In the walls of the cubicle there were three orifices. To the right of the speakwrite, a small pneumatic tube for written messages, to the left, a larger one for newspapers; and in the side wall, within easy reach of Winston's arm, a large oblong slit protected by a wire grating. This last was for the disposal of waste paper. Similar slits existed in thousands or tens of thousands throughout the building, not only in every room but at short intervals in every corridor. For some reason they were nicknamed memory holes. When one knew that any document was due for destruction, or even when one saw a scrap of waste paper lying about, it was an automatic action to lift the flap of the nearest memory hole and drop it in, whereupon it would be whirled away on a current of warm air to the enormous furnaces which were hidden somewhere in the recesses of the building.

In the novel, the memory hole is a slot into which government officials deposit politically inconvenient documents and records to be destroyed. Nineteen Eighty-Four's protagonist Winston Smith, who works in the Ministry of Truth, is routinely assigned the task of revising old newspaper articles in order to serve the propaganda interests of the government.

For example, if the government had pledged that the chocolate ration would not fall below the current 30 grams per week, but in fact the ration is reduced to 20 grams per week, the historical record (for example, an article from a back issue of the Times newspaper) is revised to contain an announcement that a reduction to 20 grams might soon prove necessary, or that the ration, then 15 grams, would soon be increased to that number. The original copies of the historical record are deposited into the memory hole.
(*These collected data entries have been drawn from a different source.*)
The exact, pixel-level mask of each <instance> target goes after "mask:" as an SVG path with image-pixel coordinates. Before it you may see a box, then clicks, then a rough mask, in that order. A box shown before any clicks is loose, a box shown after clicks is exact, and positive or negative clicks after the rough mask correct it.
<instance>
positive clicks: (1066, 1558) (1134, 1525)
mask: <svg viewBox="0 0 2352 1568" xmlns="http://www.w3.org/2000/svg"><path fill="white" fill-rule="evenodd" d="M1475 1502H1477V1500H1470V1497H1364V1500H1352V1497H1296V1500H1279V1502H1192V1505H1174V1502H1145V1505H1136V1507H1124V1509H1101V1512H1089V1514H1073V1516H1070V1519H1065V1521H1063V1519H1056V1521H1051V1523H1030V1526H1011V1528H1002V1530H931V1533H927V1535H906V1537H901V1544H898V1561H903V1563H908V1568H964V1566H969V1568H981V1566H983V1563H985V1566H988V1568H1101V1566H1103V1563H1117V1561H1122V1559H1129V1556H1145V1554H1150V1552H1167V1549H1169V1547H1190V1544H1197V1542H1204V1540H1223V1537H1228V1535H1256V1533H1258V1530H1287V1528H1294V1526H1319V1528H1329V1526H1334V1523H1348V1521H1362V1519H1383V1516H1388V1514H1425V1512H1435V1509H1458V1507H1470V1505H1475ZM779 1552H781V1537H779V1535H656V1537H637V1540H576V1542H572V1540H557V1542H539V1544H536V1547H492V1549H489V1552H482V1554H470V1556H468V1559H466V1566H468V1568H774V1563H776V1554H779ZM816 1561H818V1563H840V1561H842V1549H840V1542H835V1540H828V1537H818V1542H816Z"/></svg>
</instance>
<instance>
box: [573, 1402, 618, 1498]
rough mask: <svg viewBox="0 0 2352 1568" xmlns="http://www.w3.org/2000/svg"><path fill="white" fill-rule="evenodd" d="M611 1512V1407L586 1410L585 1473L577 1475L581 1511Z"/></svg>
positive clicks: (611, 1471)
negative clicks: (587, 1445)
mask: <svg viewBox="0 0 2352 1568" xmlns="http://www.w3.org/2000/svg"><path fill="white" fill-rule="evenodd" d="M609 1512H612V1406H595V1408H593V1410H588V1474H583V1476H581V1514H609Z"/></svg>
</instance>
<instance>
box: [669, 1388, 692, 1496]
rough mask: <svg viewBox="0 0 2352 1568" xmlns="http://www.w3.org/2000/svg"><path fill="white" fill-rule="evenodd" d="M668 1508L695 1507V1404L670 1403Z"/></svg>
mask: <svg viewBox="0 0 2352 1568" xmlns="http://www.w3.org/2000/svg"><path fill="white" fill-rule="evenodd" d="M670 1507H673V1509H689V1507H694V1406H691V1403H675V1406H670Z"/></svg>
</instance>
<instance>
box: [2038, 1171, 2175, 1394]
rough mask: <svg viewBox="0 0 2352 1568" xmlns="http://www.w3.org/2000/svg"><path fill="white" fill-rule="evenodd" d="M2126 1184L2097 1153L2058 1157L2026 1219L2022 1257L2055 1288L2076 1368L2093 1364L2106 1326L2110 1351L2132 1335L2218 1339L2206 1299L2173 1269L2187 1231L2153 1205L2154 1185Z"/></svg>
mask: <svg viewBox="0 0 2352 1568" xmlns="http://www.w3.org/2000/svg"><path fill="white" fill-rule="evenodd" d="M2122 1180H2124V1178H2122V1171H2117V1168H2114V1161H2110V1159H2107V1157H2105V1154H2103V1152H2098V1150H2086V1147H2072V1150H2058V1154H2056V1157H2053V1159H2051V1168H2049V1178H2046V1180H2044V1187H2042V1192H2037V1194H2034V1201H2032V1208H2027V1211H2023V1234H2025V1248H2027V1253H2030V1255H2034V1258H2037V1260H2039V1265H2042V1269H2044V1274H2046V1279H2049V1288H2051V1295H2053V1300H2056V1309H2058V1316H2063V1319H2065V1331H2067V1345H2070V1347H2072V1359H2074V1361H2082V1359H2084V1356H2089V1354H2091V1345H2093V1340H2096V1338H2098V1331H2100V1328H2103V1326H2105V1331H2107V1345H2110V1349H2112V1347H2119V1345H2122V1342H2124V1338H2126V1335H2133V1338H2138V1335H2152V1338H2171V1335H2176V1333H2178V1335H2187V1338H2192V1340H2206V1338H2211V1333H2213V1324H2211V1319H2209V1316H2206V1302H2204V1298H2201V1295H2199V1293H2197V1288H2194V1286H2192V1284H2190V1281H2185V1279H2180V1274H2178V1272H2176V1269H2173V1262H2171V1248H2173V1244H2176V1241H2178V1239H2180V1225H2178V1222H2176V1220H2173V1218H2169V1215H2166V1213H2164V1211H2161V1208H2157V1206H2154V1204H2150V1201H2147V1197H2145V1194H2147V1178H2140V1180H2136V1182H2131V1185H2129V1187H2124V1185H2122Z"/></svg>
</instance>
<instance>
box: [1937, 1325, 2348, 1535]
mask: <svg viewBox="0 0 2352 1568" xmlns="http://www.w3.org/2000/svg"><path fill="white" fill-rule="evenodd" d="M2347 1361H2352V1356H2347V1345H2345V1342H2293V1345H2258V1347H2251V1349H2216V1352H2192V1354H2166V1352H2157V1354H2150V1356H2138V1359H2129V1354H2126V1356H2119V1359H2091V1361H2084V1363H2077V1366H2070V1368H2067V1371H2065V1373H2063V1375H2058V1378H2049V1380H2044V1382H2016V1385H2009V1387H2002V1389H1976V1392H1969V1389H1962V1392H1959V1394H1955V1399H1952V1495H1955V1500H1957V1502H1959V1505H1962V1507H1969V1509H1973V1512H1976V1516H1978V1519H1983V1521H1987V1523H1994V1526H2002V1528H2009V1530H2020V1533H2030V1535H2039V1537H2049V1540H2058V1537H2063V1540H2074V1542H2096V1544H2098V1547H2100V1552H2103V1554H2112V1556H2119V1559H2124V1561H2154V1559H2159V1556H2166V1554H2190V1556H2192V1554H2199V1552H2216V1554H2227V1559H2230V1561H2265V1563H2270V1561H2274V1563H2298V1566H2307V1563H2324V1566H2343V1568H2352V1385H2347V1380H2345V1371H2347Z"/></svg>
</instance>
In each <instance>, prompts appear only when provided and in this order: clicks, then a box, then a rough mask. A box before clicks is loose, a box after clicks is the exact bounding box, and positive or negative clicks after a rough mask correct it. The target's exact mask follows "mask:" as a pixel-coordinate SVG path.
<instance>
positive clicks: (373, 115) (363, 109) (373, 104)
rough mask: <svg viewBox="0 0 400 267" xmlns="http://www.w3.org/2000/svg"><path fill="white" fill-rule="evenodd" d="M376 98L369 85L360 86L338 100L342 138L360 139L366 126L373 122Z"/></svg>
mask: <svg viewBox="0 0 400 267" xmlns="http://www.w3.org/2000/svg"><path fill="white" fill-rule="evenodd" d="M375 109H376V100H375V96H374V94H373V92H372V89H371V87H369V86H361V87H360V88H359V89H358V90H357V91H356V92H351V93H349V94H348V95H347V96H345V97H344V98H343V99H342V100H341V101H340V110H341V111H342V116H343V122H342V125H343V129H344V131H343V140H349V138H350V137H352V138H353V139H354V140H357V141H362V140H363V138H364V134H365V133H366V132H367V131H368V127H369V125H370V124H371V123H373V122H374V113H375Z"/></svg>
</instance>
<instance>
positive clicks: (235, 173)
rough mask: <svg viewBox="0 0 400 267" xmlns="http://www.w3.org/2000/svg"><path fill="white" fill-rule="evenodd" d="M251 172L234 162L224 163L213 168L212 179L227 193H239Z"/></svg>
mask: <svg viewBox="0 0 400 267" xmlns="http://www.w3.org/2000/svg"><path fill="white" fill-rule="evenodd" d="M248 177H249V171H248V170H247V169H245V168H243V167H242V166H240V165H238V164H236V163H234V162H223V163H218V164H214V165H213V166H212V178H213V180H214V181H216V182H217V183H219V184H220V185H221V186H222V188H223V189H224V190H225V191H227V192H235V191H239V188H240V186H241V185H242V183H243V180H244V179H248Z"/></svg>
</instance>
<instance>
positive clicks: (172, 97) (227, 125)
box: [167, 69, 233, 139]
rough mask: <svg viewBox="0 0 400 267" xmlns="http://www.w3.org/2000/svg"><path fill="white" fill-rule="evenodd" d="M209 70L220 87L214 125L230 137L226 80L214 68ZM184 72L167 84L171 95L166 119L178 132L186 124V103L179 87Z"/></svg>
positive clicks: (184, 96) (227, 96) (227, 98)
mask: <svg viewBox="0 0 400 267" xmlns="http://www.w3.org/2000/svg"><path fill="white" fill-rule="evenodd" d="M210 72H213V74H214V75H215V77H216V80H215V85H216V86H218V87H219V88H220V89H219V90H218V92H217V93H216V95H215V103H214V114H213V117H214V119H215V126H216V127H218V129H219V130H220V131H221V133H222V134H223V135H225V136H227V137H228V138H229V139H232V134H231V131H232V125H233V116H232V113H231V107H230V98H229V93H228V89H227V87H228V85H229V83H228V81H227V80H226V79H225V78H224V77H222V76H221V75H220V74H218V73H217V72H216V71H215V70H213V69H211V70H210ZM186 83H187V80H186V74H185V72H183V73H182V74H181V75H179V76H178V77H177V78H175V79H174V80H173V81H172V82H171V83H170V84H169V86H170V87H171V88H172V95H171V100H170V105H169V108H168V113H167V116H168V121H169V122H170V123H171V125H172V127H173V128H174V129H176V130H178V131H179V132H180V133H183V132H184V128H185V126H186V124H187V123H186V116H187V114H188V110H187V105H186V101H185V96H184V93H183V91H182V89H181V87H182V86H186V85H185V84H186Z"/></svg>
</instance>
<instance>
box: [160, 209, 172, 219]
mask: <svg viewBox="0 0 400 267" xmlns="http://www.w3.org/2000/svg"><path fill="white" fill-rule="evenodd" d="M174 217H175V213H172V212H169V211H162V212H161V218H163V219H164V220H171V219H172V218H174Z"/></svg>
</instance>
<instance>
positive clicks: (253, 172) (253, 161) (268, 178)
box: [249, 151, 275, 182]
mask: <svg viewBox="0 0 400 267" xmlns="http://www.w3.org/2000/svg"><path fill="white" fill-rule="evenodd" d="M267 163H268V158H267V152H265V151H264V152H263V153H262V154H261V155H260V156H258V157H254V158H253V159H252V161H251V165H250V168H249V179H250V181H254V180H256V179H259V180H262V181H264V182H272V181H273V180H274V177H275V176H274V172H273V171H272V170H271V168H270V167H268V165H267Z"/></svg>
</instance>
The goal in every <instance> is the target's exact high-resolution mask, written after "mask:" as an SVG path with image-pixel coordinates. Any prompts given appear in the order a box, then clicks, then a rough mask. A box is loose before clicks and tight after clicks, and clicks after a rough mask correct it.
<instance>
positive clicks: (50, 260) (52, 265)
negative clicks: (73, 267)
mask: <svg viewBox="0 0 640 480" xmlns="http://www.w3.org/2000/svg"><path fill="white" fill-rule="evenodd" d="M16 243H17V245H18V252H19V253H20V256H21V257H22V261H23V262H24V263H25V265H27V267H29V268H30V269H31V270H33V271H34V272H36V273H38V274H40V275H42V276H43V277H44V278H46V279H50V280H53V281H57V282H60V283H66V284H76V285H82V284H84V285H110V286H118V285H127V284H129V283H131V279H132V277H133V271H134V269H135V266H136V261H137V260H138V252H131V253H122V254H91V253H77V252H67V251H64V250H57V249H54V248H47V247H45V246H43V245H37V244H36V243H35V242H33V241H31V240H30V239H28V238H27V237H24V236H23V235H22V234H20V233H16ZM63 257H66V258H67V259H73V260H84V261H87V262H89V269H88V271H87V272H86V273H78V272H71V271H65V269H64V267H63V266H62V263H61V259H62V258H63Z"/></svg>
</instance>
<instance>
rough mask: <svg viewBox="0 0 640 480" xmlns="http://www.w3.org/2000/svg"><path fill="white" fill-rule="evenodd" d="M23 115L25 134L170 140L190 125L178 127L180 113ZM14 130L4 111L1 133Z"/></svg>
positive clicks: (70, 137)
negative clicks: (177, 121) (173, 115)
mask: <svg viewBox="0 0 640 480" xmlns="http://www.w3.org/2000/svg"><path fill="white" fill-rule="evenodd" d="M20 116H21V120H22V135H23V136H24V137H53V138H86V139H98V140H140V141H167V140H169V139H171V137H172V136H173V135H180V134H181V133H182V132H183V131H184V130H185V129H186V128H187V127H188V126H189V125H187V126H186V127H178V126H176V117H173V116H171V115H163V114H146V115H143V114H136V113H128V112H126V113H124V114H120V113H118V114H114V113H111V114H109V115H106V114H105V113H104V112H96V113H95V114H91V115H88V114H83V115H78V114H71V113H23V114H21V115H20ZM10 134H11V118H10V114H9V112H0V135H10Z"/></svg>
A document placed in the memory hole is supposedly transported to an incinerator from which "not even the ash remains". However, as with almost all claims made by the Party in this novel, the truth is left ambiguous and the reader is not told whether the documents are truly destroyed. For example, a photograph which Winston throws into one early in the novel is produced later during his torture session by O'Brien, who then throws it back, moments later denying having any memory that the event had even occurred. This draws a direct parallel with the Party's general philosophy of doublethink, of which the memory hole is in a sense the physical embodiment; as the novel describes it, "to forget, whatever it was necessary to forget, then to draw it back into memory again at the moment when it was needed, and then promptly to forget it again".